I like to build systems.
For everything. All the time.
Managing my time? I have a system.
Managing my to-do list? I have a system.
Managing my reading list? I have a system.
Managing the way clothes are arranged in my closet? I have a system.
Part of this is driven by the fact I hate doing things over and over again. Anytime I can replace that or minimize the pain with a system, I do it.
Often this kind of thinking comes at the expense of simplicity.
Sometimes simple is the right solution. Not always. But it’s certainly best when you’re first starting anything out.
Simplicity allows you to increase your rate of iteration. It allows you to test things. It allows you to improve things on your way to perfection.
If you start out trying to think about the perfect way of doing things, the perfect way of optimizing things, or the perfect way to systematize something…before you ever start doing something, it leads to inaction.
You get lost in the analysis – like I often do. And as they say, you can reach the paralysis by analysis state. Where you get so lost deep thinking about how something will or will not work that it prevents you altogether from just doing the damn thing.
Sometimes it’s a real hurdle. Other times it’s a huge time saver later on.
There’s a beautiful happy medium that takes form in process iteration.

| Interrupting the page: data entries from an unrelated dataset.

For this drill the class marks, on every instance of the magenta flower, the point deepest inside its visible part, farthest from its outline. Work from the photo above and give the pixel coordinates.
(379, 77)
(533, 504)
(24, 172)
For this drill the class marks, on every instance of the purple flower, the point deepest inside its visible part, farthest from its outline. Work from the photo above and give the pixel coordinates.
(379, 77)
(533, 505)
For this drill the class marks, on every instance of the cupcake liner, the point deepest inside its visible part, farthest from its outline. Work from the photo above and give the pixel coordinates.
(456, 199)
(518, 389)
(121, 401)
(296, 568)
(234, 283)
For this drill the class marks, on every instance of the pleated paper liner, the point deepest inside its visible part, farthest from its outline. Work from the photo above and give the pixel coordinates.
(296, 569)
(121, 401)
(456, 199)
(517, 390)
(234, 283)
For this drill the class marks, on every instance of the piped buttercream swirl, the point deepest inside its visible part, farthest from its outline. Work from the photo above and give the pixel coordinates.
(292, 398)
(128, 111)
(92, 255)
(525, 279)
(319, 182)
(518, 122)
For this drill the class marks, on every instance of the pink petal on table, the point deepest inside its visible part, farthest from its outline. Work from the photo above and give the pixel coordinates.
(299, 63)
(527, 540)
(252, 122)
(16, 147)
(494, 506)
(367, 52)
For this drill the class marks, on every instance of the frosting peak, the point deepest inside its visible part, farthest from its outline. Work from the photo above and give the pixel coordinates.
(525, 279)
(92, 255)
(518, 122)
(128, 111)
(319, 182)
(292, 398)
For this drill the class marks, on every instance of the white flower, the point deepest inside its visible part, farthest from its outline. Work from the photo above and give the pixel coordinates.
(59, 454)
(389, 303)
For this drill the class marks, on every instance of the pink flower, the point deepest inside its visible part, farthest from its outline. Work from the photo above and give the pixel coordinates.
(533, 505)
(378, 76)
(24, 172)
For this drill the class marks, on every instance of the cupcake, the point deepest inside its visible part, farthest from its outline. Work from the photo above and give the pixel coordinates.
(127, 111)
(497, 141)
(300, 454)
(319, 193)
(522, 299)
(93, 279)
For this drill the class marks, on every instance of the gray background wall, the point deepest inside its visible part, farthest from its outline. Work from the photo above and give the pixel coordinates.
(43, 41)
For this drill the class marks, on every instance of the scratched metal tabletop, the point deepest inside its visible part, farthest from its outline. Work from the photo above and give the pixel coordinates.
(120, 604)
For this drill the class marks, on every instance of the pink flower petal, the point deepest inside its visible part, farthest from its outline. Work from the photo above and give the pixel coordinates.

Iteration in and of itself can be approached systematically.
It allows you to start small. To start simple. To take action swiftly.
Then run tests. Evaluate. Course correct. Adapt.
Before you go roll out some major new system, try to strike the root of the underlying problem you’re solving for.
Maybe you don’t need some robust solution. Maybe a simple fix will solve your pain. But if you do need a system, you’ll at least be closer to understanding which system.